Created attachment 1555400 [details] dib.log Description of problem: ================ One of OSP15 main RFEs (bug 1623857) is to have an Octavia Amphora image, that is based on RHEL8. For that, we proposed the following changes to: Octavia: https://review.openstack.org/#/c/600381/ Diskimage-builder: https://review.openstack.org/#/c/600890/ During development we test two main flows: 1. Minimal image - tested in collaboration RelDel. 2. Using an existing RHEL cloud image that gets placed on the file system (similar to what we do in Octavia upstream CI for CentOS7 testing). The issue them I'm noticing is with the latter. Version-Release number of selected component (if applicable): ========================================== OSP15 How reproducible: ============= Always Steps to Reproduce: ============== 1. Fedora28 machine (meaning using Python3) 2. RHEL8 cloud image with rhos-release and OSP15 repositories. 3. export DIB_LOCAL_IMAGE=/path/to/rhel-guest-image-8.0-1854.x86_64.qcow2 Actual results: ==== INFO diskimage_builder.block_device.blockdevice [-] State already cleaned - no way to do anything here It looks like it is coming from: https://github.com/openstack/diskimage-builder/blob/36b4bc87f940efff8eae9925f7864d776758fa5f/diskimage_builder/block_device/blockdevice.py#L427-L435 See attached log
Correction to comment 0, the current patches are: Octavia: https://review.openstack.org/#/c/638581/ Diskimage-builder: https://review.openstack.org/#/c/643731/
Enable tracing for diskimage-builder with option -x on the diskimage-create.sh script.

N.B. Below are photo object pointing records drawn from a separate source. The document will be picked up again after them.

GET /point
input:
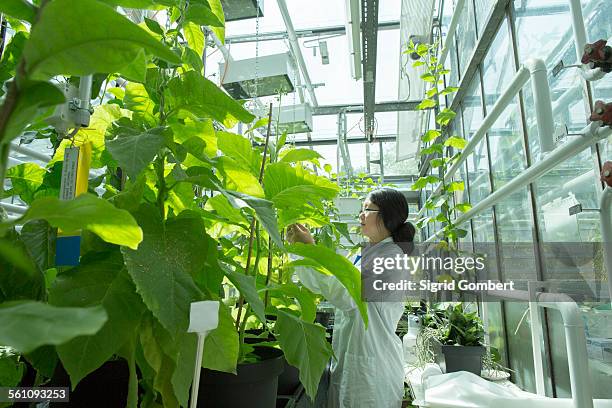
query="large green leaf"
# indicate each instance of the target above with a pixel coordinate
(40, 240)
(221, 346)
(25, 178)
(337, 265)
(162, 267)
(87, 212)
(297, 155)
(264, 211)
(99, 280)
(194, 35)
(247, 287)
(28, 325)
(289, 186)
(200, 96)
(109, 42)
(20, 9)
(241, 150)
(101, 120)
(238, 178)
(135, 152)
(20, 277)
(32, 98)
(305, 347)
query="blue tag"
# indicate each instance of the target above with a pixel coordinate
(68, 251)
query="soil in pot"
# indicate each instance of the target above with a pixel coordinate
(255, 386)
(462, 358)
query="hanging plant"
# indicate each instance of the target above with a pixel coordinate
(440, 148)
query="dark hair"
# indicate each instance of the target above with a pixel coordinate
(393, 211)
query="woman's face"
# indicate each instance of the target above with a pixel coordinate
(370, 226)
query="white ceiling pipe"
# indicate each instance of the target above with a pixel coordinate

Created attachment 1555454 [details] dib-tracking.log (In reply to Carlos Goncalves from comment #3) > Enable tracing for diskimage-builder with option -x on the > diskimage-create.sh script. Done: 2019-04-16 10:15:37.095 | + diskimage_builder/lib/common-functions:cleanup_image_dir:228 : timeout 120 sh -c 'while ! sudo umount -f /tmp/dib_image.tYZYGdD1; do sleep 1; done' 2019-04-16 10:15:37.122 | + diskimage_builder/lib/common-functions:cleanup_image_dir:233 : rm -rf --one-file-system /tmp/dib_image.tYZYGdD1 2019-04-16 10:15:37.125 | + diskimage_builder/lib/img-functions:trap_cleanup:38 : exit 1
Scroll up. 2019-04-16 10:15:35.108 | ++ command -v python3 2019-04-16 10:15:35.109 | + python_path= 2019-04-16 10:15:35.113 | ++ diskimage_builder/lib/img-functions:run_in_target:59 : check_break after-error run_in_target bash
(In reply to Carlos Goncalves from comment #5) > Scroll up. > > 2019-04-16 10:15:35.108 | ++ command -v python3 > 2019-04-16 10:15:35.109 | + python_path= > 2019-04-16 10:15:35.113 | ++ > diskimage_builder/lib/img-functions:run_in_target:59 > : check_break after-error run_in_target bash Right, so the ultimate problem here I think is that python3 (the user package) is not installed. The system python3 version is. Note this is handled in the yum-minimal path at [1] but not in this version that is using the upstream cloud image. It's tricky, we need to get it installed very early as we're essentially depending on it. I'm uploading the qcow2 to my build environment to some more testing; it's taking a while but will see what can come up with. [1] https://review.openstack.org/#/c/643731/17/diskimage_builder/elements/yum-minimal/root.d/08-yum-chroot
I believe the changes in https://review.opendev.org/#/c/653646/ are sufficient to get things basically working The problem is that it creates an image with no package repositories at all. Now that rhel8 is released, it seems like https://opendev.org/openstack/diskimage-builder/src/branch/master/diskimage_builder/elements/rhel-common can be updated so that it can actually subscribe the system to the right bits and pieces. I can't say I have any experience in this, but this is what I think is needed ontop of 653646
These lines in "rhel-common/pre-install.d/00-rhel-registration" cause the build process to fail on RHEL8 when using satellite as the registration source. repos="repos --enable rhel-7-server-rpms" satellite_repo="rhel-7-server-rh-common-rpms" I further patched on top of https://review.opendev.org/#/c/653646/ by adding if [ "${DIB_RELEASE:-7}" == "7" ]; then repos="repos --enable rhel-7-server-rpms" satellite_repo="rhel-7-server-rh-common-rpms" elif [ "${DIB_RELEASE}" == "8" ]; then repos="repos --enable rhel-8-for-x86_64-appstream-rpms --enable rhel-8-for-x86_64-baseos-rpms" satellite_repo="satellite-tools-6.5-for-rhel-8-x86_64-rpms" fi I am also using the os-collect-config element. I had to add to this file tripleo-image-elements/os-collect-config/pkg-map, in the family section "redhat": { "python-dev": "python2-devel", "python3-dev": "python3-devel" }
Tested this again, against a rhel8 cloud image: rhel-guest-image-8.0-1854.x86_64.qcow2 Currently what I get is a failure to boot with: "Failed to mount /sysroot." log: http://paste.openstack.org/show/751983/ Ian, could you please take a look? I'll follow up on the next comment and paste the diskimage-builder image building log.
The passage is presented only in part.